11 Electricity distribution companies (DisCos) generated a total of N196.13bn revenue in March 2026, according to the latest commercial performance report released by the Nigerian Electricity Regulatory Commission (NERC).
The figure represents a marginal decline of 0.28 per cent from the N196.68bn collected in February, despite an increase in total energy received and billed during the month.
NERC’s factsheet showed that the 11 DisCos received electricity worth N293.76bn and billed customers N246.43bn, translating to a national billing efficiency of 83.89 per cent.
However, only 79.59 per cent of the billed revenue was collected, resulting in total collections of N196.13bn.
The Commission stated that among the distribution companies, Ikeja Electric emerged as the best performer in revenue collection efficiency, recording 96.38 per cent and a revenue recovery efficiency of 99.30 per cent.
However, NERC stated that
Kaduna Electric ranked as the worst-performing Disco during the period.
According to the factsheet, it posted a collection efficiency of just 38.54 per cent, collecting only N4.66bn out of N12.10bn billed to customers.
NERC added that Kaduna Electric also recorded the lowest revenue recovery efficiency at 35.65 per cent, significantly below the industry benchmark.

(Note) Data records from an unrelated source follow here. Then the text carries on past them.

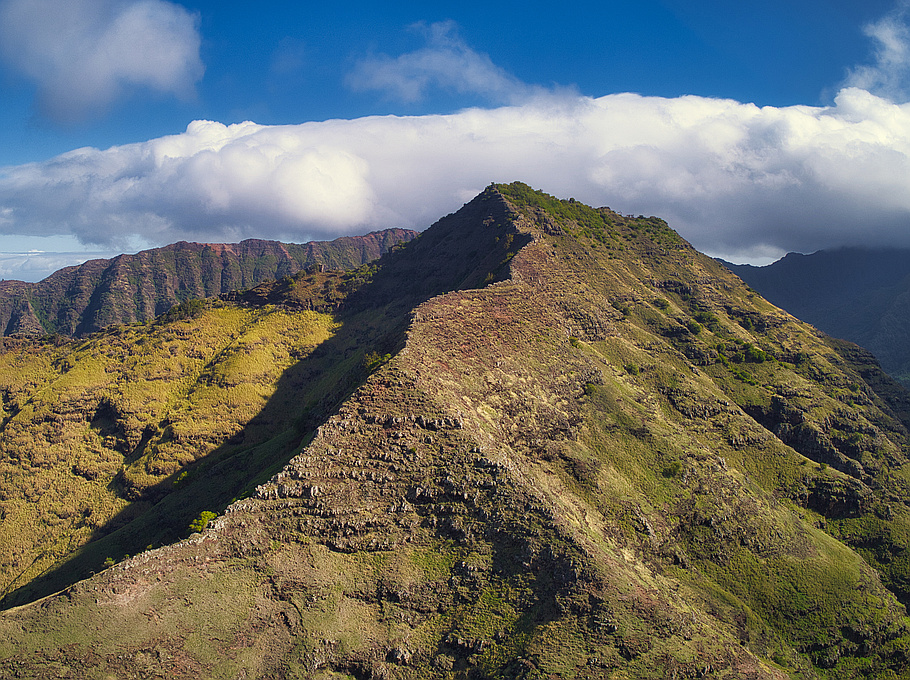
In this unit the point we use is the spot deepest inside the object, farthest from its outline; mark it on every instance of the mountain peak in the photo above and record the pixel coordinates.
(539, 440)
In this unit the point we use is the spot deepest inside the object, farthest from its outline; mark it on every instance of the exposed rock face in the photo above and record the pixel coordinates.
(564, 454)
(79, 300)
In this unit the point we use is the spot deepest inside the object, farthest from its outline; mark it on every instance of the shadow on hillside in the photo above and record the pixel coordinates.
(466, 250)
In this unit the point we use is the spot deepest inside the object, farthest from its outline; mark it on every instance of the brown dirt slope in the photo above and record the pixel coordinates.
(582, 450)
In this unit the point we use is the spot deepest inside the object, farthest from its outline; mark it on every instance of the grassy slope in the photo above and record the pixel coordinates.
(578, 471)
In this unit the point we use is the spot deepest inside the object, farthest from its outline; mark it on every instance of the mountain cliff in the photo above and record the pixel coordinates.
(539, 440)
(861, 295)
(79, 300)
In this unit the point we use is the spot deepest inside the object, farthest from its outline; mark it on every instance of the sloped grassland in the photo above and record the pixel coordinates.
(83, 299)
(562, 443)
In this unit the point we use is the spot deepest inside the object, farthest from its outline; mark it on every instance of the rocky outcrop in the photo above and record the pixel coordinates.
(79, 300)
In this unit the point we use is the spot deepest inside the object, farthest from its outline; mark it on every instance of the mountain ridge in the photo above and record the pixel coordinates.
(859, 294)
(82, 299)
(581, 448)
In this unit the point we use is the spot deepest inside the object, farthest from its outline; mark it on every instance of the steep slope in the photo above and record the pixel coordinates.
(576, 448)
(79, 300)
(857, 294)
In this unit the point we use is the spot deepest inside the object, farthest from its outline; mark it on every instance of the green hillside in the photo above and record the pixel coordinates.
(76, 301)
(538, 441)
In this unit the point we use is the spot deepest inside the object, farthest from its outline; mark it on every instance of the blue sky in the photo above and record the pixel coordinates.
(753, 128)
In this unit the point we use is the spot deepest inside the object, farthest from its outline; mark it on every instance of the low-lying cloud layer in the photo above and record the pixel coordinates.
(81, 54)
(736, 180)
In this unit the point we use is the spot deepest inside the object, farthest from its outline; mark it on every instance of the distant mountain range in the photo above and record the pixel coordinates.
(79, 300)
(861, 295)
(538, 441)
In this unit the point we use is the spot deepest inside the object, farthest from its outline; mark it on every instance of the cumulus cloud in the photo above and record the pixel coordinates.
(889, 75)
(736, 180)
(446, 62)
(34, 266)
(82, 54)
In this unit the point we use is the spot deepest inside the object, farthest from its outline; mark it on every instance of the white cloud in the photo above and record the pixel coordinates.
(889, 76)
(446, 62)
(735, 179)
(82, 54)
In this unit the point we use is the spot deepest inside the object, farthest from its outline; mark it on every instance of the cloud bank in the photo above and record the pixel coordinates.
(736, 180)
(82, 54)
(889, 75)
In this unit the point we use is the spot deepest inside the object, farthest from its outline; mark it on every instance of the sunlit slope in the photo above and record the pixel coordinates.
(83, 299)
(597, 455)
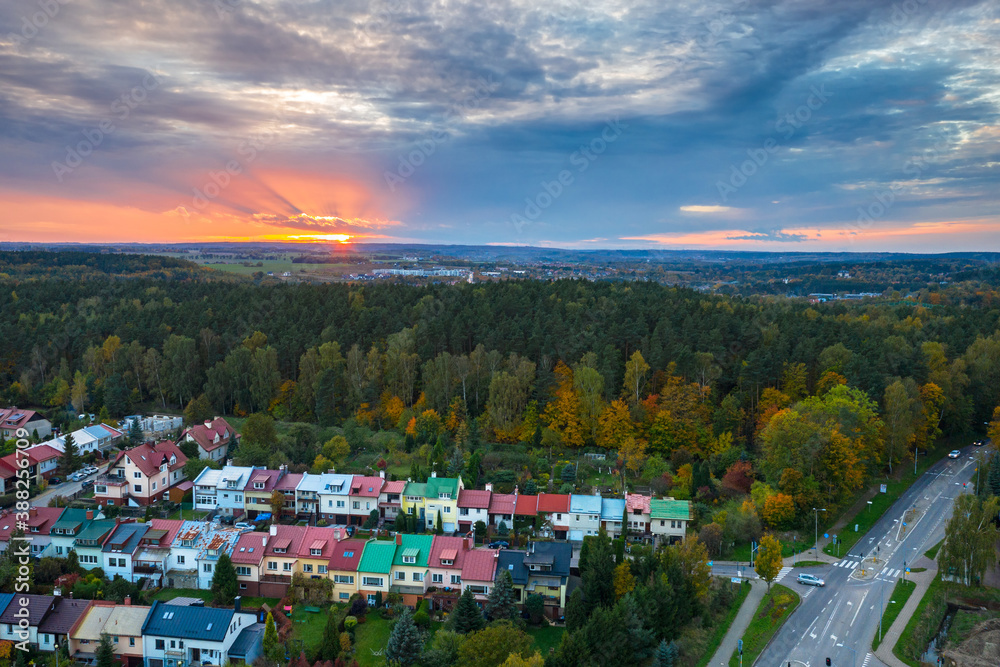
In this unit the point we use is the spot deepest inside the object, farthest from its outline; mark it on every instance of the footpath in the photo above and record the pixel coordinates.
(758, 588)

During the period under review, the factsheet stated that Jos Electricity Distribution Company also struggled, posting a collection efficiency of 57.94 per cent and a recovery efficiency of 53.53 per cent.
Also, Yola Disco recorded the lowest billing efficiency of 58.68 per cent and a recovery efficiency of 58.58 per cent.

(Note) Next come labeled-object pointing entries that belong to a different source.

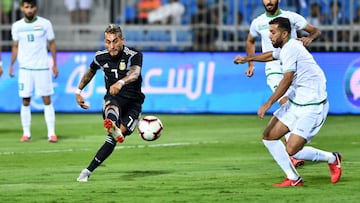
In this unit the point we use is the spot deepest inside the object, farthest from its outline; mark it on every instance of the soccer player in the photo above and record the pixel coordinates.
(306, 109)
(260, 28)
(31, 35)
(123, 100)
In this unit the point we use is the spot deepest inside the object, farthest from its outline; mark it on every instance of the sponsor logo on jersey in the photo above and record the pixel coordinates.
(122, 65)
(37, 27)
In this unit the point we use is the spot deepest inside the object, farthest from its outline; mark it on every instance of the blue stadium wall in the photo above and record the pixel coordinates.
(189, 83)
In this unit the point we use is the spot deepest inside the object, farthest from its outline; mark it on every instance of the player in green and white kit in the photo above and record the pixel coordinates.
(260, 28)
(31, 35)
(305, 111)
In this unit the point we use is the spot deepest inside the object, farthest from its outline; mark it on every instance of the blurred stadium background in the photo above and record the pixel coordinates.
(230, 33)
(192, 79)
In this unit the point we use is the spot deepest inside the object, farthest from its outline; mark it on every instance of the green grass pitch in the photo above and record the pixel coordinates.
(198, 158)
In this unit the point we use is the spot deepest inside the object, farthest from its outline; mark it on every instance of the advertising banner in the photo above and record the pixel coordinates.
(188, 82)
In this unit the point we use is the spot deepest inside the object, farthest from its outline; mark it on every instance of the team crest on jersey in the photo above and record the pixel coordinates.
(122, 65)
(37, 27)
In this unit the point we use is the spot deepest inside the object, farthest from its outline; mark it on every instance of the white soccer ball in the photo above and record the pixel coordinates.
(150, 128)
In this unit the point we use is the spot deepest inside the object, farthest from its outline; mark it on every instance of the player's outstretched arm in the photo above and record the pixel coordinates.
(87, 77)
(314, 33)
(264, 57)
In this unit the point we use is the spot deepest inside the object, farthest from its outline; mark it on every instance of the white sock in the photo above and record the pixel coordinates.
(287, 135)
(49, 114)
(25, 116)
(313, 154)
(277, 150)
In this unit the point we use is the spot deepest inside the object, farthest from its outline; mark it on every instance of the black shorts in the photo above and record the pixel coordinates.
(129, 110)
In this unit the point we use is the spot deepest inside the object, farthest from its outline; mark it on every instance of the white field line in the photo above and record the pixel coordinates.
(116, 148)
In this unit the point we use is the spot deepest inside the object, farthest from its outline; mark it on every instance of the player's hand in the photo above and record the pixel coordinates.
(239, 59)
(250, 71)
(115, 88)
(11, 72)
(305, 40)
(55, 71)
(262, 110)
(80, 101)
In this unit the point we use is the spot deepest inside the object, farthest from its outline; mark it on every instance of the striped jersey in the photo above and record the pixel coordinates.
(260, 28)
(33, 38)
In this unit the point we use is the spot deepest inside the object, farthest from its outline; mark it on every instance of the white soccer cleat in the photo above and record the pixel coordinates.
(84, 175)
(113, 130)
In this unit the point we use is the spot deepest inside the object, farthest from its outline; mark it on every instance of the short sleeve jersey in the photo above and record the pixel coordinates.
(260, 28)
(309, 84)
(115, 68)
(33, 38)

The report further showed that Abuja DisCo, despite accounting for the highest energy receipt and billing volumes, recorded a collection efficiency of 75.80 per cent, below the industry average.
A breakdown of the report showed that the sector’s revenue recovery efficiency stood at 81.05 per cent, indicating that DisCos recovered just over four-fifths of the revenue expected based on approved tariffs.